Having gone down to the room (At the entrance to the room, on the right there was a very wide window), I ordered them to stand along the wall. Obviously, at that moment they did not imagine what awaited them. [Tsaritsa] Alexandra Feodrovna said “There are not even chairs here.” Nicholas was carrying Alexei [the Tsarevich, the boy prince]. He stood in the room with him in his arms. Then I ordered a couple of chairs. On one of them, to the right of the entrance, almost in the corner, Alexandra Feodrovna sat down. The daughters and Demidova stood next to her, to the left of the entrance. Beside them Alexei was seated in the armchair. Behind him Dr. Botkin, the cook and the others stood. Nicholas stood opposite Alexei. At the same time I ordered the men to go down and to be ready in their places when the command was given. Nicholas had put Alexei on the chair and stood in such a way, that he shielded him. Alexei sat in the left corner from the entrance, and so far as I can remember, I said to Nicholas approximately this: His royal and close relatives inside the country and abroad were trying to save him, but the Soviet of Workers’ Deputies resolved to shoot them. He asked “What?” and turned toward Alexei. At that moment I shot him and killed him outright. He did not get time to face us to get an answer. At that moment disorganized, not orderly firing began. The room was small, but everybody could come in and carry out the shooting according to the set order. But many shot through the doorway. Bullets began to ricochet because the wall was brick. Moreover, the firing intensified when the victims shouts arose. I managed to stop the firing but with great difficulty.

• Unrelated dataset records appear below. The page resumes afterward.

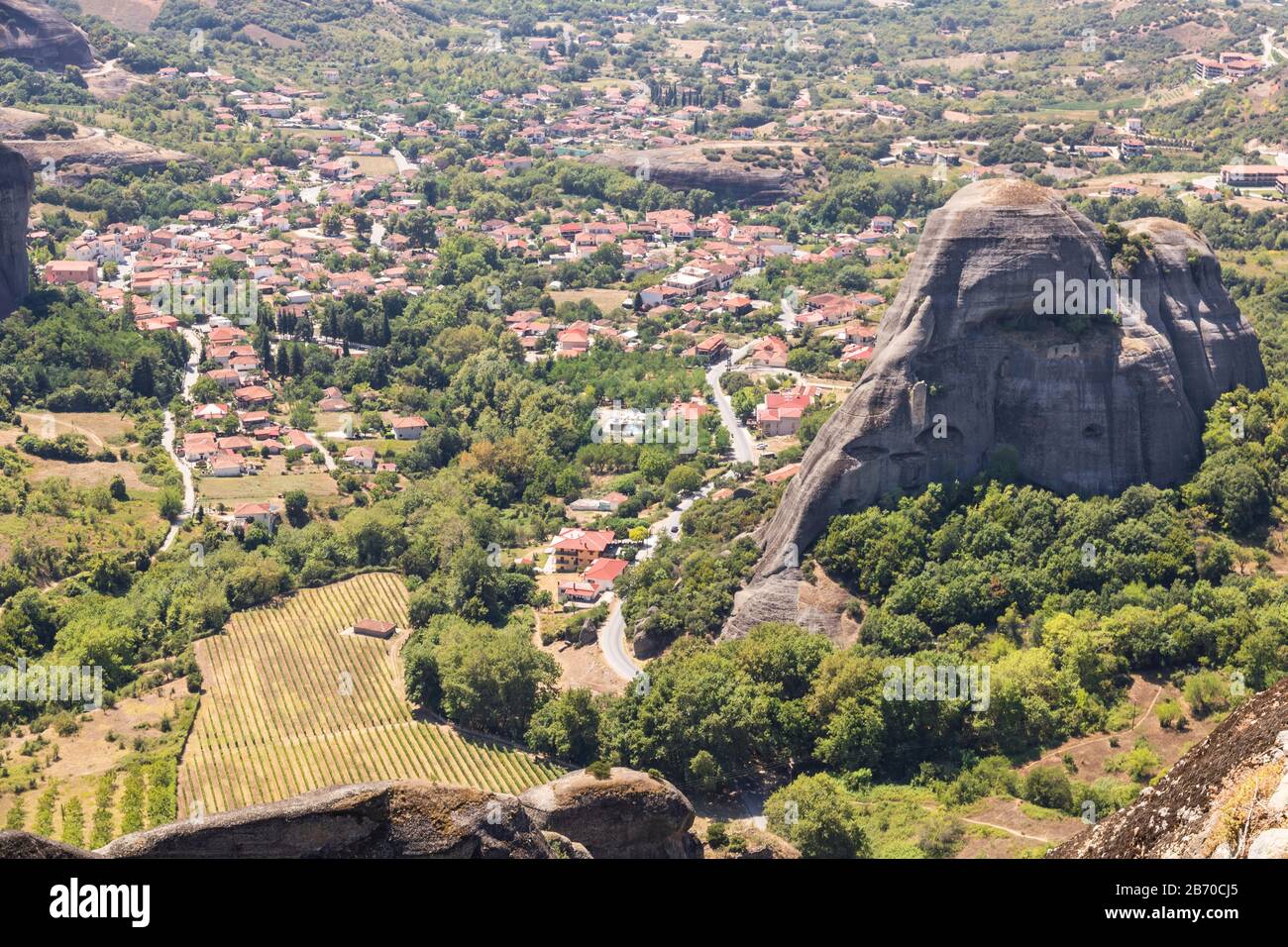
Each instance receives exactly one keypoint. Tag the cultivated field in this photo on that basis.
(291, 705)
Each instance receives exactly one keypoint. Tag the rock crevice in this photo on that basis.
(965, 365)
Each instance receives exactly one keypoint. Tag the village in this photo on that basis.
(347, 218)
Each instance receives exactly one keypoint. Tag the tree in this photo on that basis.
(73, 822)
(684, 478)
(567, 727)
(485, 678)
(170, 504)
(1048, 788)
(16, 819)
(818, 815)
(296, 506)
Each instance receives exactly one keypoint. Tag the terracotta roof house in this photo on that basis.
(361, 457)
(410, 428)
(575, 549)
(769, 352)
(604, 573)
(253, 394)
(374, 628)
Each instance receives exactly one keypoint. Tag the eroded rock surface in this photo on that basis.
(16, 189)
(964, 367)
(40, 35)
(627, 815)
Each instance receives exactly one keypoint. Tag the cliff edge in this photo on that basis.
(16, 189)
(1227, 797)
(40, 35)
(967, 363)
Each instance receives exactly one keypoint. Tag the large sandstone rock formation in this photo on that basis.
(40, 35)
(16, 187)
(1227, 797)
(629, 814)
(964, 365)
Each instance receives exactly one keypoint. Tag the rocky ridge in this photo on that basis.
(964, 367)
(40, 35)
(627, 814)
(16, 189)
(1227, 797)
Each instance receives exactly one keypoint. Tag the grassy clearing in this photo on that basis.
(292, 705)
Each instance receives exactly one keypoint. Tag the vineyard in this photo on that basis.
(292, 705)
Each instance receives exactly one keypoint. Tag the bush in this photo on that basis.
(1207, 692)
(717, 835)
(1048, 788)
(1170, 715)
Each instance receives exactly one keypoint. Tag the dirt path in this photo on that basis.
(1060, 751)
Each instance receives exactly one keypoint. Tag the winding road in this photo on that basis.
(612, 635)
(738, 436)
(167, 434)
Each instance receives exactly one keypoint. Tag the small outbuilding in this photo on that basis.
(374, 628)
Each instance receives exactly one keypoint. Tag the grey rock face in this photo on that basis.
(39, 34)
(964, 367)
(382, 819)
(27, 845)
(629, 814)
(16, 188)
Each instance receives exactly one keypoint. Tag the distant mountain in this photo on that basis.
(38, 34)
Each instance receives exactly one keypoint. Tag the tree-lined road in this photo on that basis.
(167, 434)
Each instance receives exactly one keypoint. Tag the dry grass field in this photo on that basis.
(292, 705)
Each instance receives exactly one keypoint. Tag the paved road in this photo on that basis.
(326, 455)
(167, 433)
(738, 436)
(612, 635)
(612, 643)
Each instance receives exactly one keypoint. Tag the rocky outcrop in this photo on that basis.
(384, 819)
(16, 188)
(627, 815)
(38, 34)
(1227, 797)
(90, 155)
(683, 167)
(965, 367)
(27, 845)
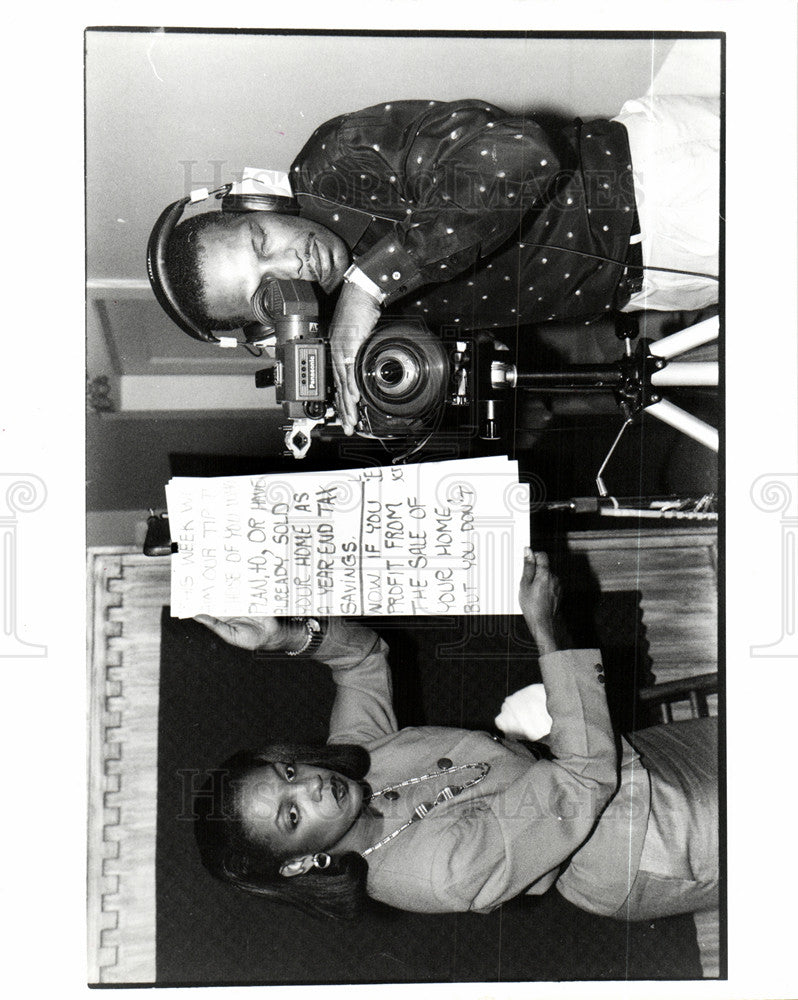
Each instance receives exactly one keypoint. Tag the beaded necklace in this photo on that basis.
(424, 808)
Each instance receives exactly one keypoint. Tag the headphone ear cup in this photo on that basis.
(260, 203)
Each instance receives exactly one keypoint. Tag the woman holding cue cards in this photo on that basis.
(439, 819)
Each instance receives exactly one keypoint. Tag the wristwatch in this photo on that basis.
(354, 276)
(315, 635)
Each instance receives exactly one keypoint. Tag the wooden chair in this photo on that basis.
(688, 698)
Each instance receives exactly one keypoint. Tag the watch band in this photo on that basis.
(315, 635)
(354, 276)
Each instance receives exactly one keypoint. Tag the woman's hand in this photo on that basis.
(273, 634)
(539, 597)
(356, 314)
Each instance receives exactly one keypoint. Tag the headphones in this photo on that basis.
(254, 333)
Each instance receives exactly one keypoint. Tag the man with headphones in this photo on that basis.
(462, 215)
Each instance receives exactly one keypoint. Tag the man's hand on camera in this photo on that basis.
(539, 597)
(356, 315)
(272, 634)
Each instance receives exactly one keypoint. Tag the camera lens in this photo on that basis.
(402, 372)
(391, 371)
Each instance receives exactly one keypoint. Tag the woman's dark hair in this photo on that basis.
(230, 855)
(185, 266)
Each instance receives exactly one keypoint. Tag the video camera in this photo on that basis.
(405, 375)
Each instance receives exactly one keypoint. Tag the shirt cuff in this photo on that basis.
(391, 268)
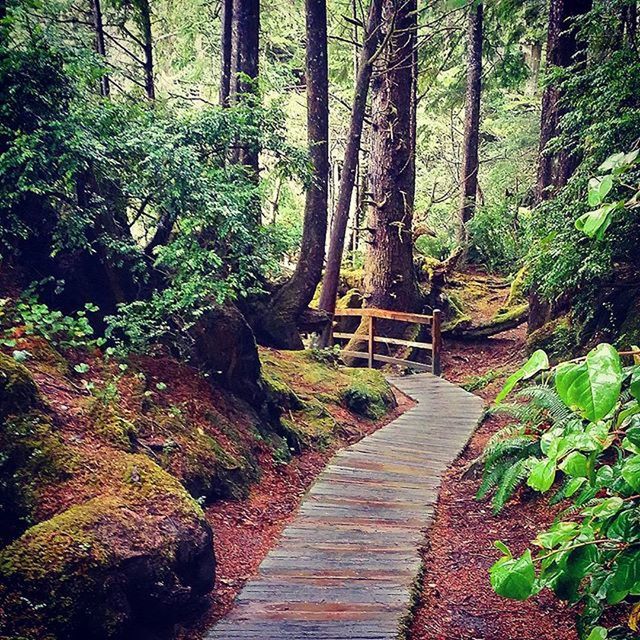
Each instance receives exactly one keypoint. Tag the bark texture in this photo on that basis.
(147, 48)
(226, 20)
(389, 277)
(96, 15)
(244, 68)
(470, 162)
(563, 50)
(279, 328)
(351, 156)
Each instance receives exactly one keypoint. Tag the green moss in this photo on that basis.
(557, 337)
(33, 457)
(18, 391)
(111, 427)
(518, 287)
(369, 394)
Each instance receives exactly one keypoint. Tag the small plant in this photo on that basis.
(27, 316)
(587, 441)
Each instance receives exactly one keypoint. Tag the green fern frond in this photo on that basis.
(548, 400)
(512, 479)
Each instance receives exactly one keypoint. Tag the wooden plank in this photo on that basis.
(344, 336)
(404, 343)
(345, 566)
(371, 342)
(385, 314)
(436, 338)
(361, 355)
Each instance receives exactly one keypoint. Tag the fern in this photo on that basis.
(547, 399)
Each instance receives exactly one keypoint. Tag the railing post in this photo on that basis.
(372, 326)
(436, 341)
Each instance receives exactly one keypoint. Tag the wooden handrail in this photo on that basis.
(433, 320)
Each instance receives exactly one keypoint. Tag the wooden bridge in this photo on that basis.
(372, 337)
(344, 569)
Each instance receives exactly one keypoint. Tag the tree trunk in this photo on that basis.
(226, 20)
(244, 69)
(470, 163)
(96, 14)
(351, 154)
(563, 50)
(389, 277)
(147, 48)
(279, 328)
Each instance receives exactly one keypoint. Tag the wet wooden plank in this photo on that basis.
(344, 568)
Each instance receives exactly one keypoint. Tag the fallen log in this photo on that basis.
(508, 319)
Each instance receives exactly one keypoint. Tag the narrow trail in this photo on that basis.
(345, 567)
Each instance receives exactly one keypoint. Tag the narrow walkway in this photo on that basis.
(345, 567)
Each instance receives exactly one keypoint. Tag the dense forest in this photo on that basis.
(189, 190)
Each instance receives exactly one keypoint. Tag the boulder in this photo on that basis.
(224, 346)
(136, 558)
(18, 392)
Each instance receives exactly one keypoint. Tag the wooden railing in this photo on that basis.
(434, 347)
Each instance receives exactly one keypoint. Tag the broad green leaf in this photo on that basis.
(557, 534)
(575, 465)
(634, 385)
(599, 189)
(592, 387)
(595, 223)
(542, 475)
(626, 526)
(513, 577)
(605, 508)
(598, 633)
(536, 363)
(631, 472)
(627, 571)
(612, 162)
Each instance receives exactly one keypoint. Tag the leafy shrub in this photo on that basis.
(27, 316)
(590, 556)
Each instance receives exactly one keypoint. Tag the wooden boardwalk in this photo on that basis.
(345, 567)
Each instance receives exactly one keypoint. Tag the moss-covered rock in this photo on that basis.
(369, 394)
(140, 553)
(33, 456)
(18, 391)
(557, 337)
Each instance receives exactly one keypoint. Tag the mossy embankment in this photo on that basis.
(105, 465)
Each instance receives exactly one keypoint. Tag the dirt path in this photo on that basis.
(344, 568)
(456, 601)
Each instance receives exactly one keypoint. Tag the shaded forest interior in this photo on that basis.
(189, 191)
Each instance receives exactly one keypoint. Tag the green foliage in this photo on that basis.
(27, 316)
(590, 555)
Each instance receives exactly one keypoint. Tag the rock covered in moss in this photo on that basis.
(225, 347)
(33, 456)
(557, 337)
(136, 558)
(18, 391)
(369, 394)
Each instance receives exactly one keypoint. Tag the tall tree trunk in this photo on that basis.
(226, 19)
(563, 50)
(244, 70)
(389, 277)
(470, 161)
(351, 154)
(279, 328)
(147, 48)
(96, 14)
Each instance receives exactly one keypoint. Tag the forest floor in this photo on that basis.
(245, 530)
(455, 599)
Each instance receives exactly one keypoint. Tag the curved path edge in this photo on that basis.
(345, 567)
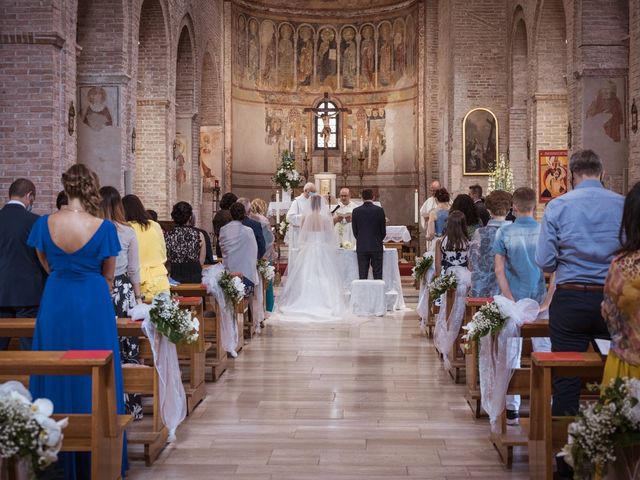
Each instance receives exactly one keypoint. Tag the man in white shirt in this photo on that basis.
(342, 218)
(300, 207)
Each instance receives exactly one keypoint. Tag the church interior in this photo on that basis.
(186, 100)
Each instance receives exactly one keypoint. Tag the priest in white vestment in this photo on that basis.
(342, 218)
(300, 207)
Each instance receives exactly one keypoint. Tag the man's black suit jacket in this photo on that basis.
(369, 227)
(21, 275)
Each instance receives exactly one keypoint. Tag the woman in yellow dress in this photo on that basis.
(151, 247)
(621, 304)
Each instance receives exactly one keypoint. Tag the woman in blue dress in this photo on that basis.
(79, 251)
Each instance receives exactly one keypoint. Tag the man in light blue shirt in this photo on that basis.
(578, 240)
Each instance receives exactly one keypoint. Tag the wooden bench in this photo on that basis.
(216, 357)
(548, 434)
(101, 432)
(142, 379)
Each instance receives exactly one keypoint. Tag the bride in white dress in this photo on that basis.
(313, 287)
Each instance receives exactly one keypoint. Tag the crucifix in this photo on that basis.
(325, 110)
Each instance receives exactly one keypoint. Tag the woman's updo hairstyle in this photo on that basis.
(80, 182)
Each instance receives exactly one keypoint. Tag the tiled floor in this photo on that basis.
(363, 399)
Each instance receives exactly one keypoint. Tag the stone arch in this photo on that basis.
(152, 108)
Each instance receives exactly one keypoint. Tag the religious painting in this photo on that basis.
(268, 53)
(327, 58)
(385, 54)
(211, 141)
(285, 57)
(305, 55)
(604, 123)
(480, 142)
(553, 168)
(367, 58)
(348, 57)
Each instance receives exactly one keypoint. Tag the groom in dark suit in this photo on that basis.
(21, 275)
(369, 227)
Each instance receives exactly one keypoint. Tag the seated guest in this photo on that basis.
(453, 248)
(464, 204)
(517, 273)
(151, 248)
(238, 245)
(126, 285)
(621, 304)
(253, 225)
(186, 249)
(475, 192)
(438, 216)
(21, 275)
(481, 256)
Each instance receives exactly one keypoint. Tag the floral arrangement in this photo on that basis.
(488, 320)
(501, 177)
(232, 287)
(27, 431)
(266, 271)
(441, 284)
(612, 421)
(287, 177)
(177, 324)
(422, 267)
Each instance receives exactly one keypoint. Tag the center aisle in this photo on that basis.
(363, 399)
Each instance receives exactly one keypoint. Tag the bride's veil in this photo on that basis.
(318, 224)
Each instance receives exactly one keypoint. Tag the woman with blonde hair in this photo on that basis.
(78, 250)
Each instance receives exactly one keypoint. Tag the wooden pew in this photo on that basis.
(101, 432)
(548, 434)
(142, 379)
(216, 357)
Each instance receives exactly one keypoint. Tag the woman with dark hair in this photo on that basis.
(452, 250)
(78, 250)
(126, 286)
(151, 248)
(621, 304)
(186, 249)
(464, 203)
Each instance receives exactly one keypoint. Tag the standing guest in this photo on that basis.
(152, 249)
(186, 250)
(438, 216)
(464, 204)
(452, 251)
(126, 285)
(475, 192)
(79, 251)
(369, 228)
(578, 241)
(621, 305)
(61, 200)
(517, 273)
(253, 225)
(481, 257)
(21, 275)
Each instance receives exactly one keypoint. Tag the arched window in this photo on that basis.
(327, 125)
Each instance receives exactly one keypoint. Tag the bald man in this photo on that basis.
(342, 218)
(300, 207)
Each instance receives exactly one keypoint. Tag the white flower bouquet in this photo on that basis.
(441, 284)
(266, 271)
(488, 320)
(27, 431)
(232, 287)
(604, 428)
(177, 324)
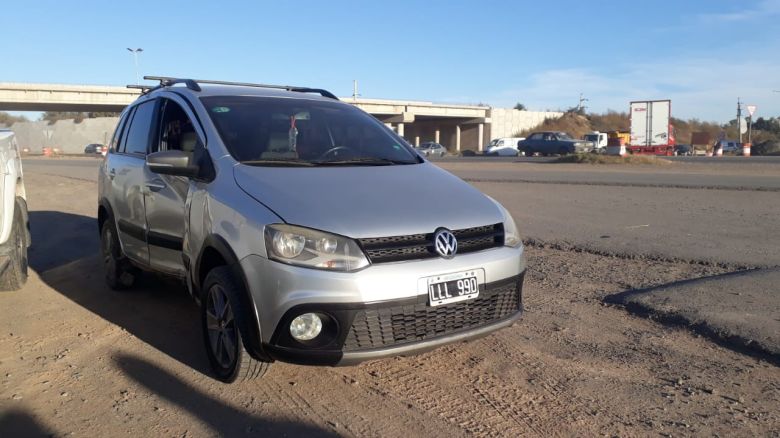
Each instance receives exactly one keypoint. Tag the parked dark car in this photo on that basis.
(431, 149)
(683, 150)
(94, 148)
(550, 143)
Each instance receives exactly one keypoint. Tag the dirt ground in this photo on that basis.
(77, 358)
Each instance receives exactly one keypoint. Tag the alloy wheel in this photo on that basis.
(221, 326)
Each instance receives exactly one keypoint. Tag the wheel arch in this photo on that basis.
(216, 252)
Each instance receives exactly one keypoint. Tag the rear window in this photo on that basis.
(258, 130)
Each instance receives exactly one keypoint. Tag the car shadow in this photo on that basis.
(17, 423)
(160, 312)
(225, 420)
(59, 238)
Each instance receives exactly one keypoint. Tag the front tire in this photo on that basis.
(119, 273)
(15, 274)
(221, 312)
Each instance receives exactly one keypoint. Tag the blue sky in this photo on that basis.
(701, 54)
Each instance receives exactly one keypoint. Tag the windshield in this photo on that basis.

A bullet, fired by somebody in the back, hummed near my head and grazed either the palm or finger (I do not remember) of somebody. When the firing stopped, it turned out that the daughters, Alexandra Feodrovna and, it seems, Demidova and Alexei too, were alive. I think they had fallen from fear or maybe intentionally, and so they were alive. Then we proceeded to finish the shooting. (Previously I had suggested shooting at the heart to avoid a lot of blood). Alexei remained sitting petrified. I killed him. They shot the daughters but did not kill them. Then Yermakov resorted to a bayonet, but that did not work either. Finally they killed them by shooting them in the head. Only in the forest did I finally discover the reason why it had been so hard to kill the daughters and Alexandra Feodrovna.

These murders, including the murder of innocent children, happened on the site where the church now sits in their memory. The Romanovs were only the most prominent of many millions of Russian Orthodox Christians murdered by atheism in power, and the site of their execution is considered sacred by believers — so much so that a church was built upon it. It was this church, and this sacred history, this precious treasure saved, miraculously, from the all-consuming fire of Bolshevism, that young Sokolovsky traduced to make a point to his 300,000 YouTube followers.

I’m sure Sokolovsky’s case is about to make him a free speech martyr in the liberal West, which either does not know about the historical background to his defilement of that Church, or does not care. The West doesn’t know its history and is losing its religion, considering both a hindrance to the free exercise of individual will. Russia, having lived through the terror of militant state atheism, does. Good for Russia.

UPDATE: Let me put it like this: if some alt-right joker played Pokemon Go at the Auschwitz site just to get a rise out of people, how would you feel about Polish authorities jailing him?

UPDATE.2: Since so many of you asked, I would not give this guy five years. I would not give him five weeks. I would give him five days, max. What I’m praising Russia for is defending its sacred spaces. It would be fine with me if the local priest or bishop asked the state to waive the charges, and they did so. It’s the principle. Note well that he did what he did knowing full well that he was breaking the law.